Israel bars Democratic Muslim lawmakers from entering country

Benjamin Netanyahu

Jerusalem, Aug 16  Benjamin Netanyahu government in Israel has barred the entry of  two Democratic US Muslim lawmakers who support the Boycott, Divestment and Sanctions (BDS) movement.

Officials announced the veto, on Thursday, shortly after US President Donald Trump publicly urged Israel to bar the visit by Democratic representatives Ilhan Omar of Minnesota and Rashida Tlaib of Michigan.

“Representatives Omar and Tlaib are the face of the Democrat Party, and they HATE Israel!,” Trump tweeted.

“The decision has been made, the decision is not to allow them to enter,” Israeli Deputy Foreign Minister Tzipi Hotovely told Reshet Radio.

Omar, a Somali refugee, and Tlaib, the Detroit-born daughter of Palestinian immigrants, made history last year when they became the first Muslim women elected to Congress.

Israel’s interior ministry said in a statement that the determination to exclude Tlaib and Omar was reached “after Minister (Aryeh) Deri was convinced that (the visit) was part of boycott activism against Israel.”

“The state of Israel respects the US Congress as part of the close alliance between the two countries. But it is inconceivable that Israel would be expected to let into the country those who wish to hurt it, including by means of the visit itself,” the ministry said.

Deri remains open to considering a request from Tlaib to visit her relatives in the West Bank “for humanitarian reasons,” the statement said.

Confirmation that the congresswomen would be kept out followed a Trump tweet urging Israel to exclude them.

“It would show great weakness if Israel allowed Rep. Omar and Rep. Tlaib to visit. They hate Israel & all Jewish people, & there is nothing that can be said or done to change their minds. Minnesota and Michigan will have a hard time putting them back in office. They are a disgrace!,” the US president wrote.


AT home, Netanyahu has been criticized for not allowing US Muslim lawmakers to enter into the country . Ayman Odeh, the leader of the Arab Joint List in the Knesset said, “Israel has always banned Palestinians from their land and separated us from other Palestinians, but this time the Palestinian is a US congresswomen.”

“@RashidaTlaib didn’t even have to land to expose the true face of Israel’s occupation,” Odeh tweeted.

Joint List is a political alliance was the third-largest faction in the Knesset after the 2015 elections. In January 2019 Ta’al split from the alliance, and the remaining coalition was dissolved on 21 February 2019.

Nitzan Horowitz, who chairs the Democratic Camp in the Knesset, characterized the ban as a “grave mistake.”

“This isn’t just a confrontation with the (US) Democratic Party, which has always supported Israel, it’s also a more basic issue: Israel is a free and democratic country, and in such a country you don’t deal with criticism by entry or exit bans,” he wrote on Twitter.

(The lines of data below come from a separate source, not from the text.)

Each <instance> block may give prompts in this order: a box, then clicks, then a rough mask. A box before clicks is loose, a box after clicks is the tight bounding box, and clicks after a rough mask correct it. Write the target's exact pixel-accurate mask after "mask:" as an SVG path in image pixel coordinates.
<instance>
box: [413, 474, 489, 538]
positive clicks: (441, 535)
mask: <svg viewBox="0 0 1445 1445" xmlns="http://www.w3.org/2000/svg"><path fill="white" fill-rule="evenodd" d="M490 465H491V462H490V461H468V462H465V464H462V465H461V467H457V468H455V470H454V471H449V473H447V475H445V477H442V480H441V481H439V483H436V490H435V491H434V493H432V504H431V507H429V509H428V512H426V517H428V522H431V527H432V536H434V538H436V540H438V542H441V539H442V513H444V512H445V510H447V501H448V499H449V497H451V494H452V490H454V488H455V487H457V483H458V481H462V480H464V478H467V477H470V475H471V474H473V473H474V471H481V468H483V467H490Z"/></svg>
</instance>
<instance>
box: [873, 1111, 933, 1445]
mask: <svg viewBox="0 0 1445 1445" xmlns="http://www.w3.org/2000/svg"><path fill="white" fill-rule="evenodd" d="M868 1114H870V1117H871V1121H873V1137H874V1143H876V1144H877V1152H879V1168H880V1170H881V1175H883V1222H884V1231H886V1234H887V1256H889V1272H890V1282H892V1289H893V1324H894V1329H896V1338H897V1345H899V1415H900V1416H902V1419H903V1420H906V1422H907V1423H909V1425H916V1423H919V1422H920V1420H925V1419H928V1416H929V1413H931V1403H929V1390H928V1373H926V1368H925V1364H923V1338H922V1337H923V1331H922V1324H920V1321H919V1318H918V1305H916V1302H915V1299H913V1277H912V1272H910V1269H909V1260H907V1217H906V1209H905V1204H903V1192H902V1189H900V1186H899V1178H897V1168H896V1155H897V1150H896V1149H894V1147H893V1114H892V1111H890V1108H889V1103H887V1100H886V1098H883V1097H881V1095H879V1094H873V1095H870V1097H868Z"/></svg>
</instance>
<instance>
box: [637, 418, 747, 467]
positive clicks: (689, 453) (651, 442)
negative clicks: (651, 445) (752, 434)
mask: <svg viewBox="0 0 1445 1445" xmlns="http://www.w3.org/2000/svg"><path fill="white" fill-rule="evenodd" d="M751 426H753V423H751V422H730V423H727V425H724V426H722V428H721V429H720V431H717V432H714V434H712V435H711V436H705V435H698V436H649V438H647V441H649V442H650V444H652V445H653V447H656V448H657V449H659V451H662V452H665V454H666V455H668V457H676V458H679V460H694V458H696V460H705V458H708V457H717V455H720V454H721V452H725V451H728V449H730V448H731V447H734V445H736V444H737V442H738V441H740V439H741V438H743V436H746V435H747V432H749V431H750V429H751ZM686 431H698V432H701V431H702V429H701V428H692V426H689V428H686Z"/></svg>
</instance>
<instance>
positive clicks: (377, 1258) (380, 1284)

The Israeli ambassador in Washington, Ron Dermer, said last month that Israel would not deny entry to a member of Congress even if he or she was a BDS advocate.

In 2017, the Knesset passed a bill authorizing the government to prohibited foreigners who support BDS from entering Israel, a measure cited by Netanyahu in defence of Deri’s decision.

“Israel is open to all critics and any criticism, with one exception: the law in Israel that prohibits entry to people calling and advocating for boycotting the country, just like in other democracies that bar entry to those who they believe will do harm to their nation,” the prime minister said.

Trump has accused the two Muslim women and their colleagues, Ayanna Pressley of Massachusetts and Alexandria Ocasio-Cortez of New York, of hating the US, telling them they should “go back” to their own countries, though all but Omar were born in the United States.


The decision has been criticised by House Speaker Nancy Pelosi and Senate Minority Leader Chuck Schumer and AIPAC, the most powerful pro-Israel lobbying organisation in the US.

Pelosi also blasted Trump’s tweet advocating for the entry denial. “The President’s statements about the Congresswomen are a sign of ignorance and disrespect, and beneath the dignity of the Office of the President,” she said in a statement.

Omar herself later said in a statement that the decision is “both an insult to democratic values and a chilling response to a visit by government officials from an allied nation.”

House Appropriations Committee Chairwoman Nita Lowey, a democrat and Jewish, said in a statement that the Israeli government “is missing an opportunity for engagement in dialogue with those they disagree with, instead empowering those who seek to create a wedge between our two countries.”

Republican Senator Marco Rubio called Israel’s decision to bar the two Congresswomen from entering the nation “a mistake.”

“I disagree 100% with Reps. Tlaib & Omar on #Israel … But denying them entry into #Israel is a mistake,” he tweeted.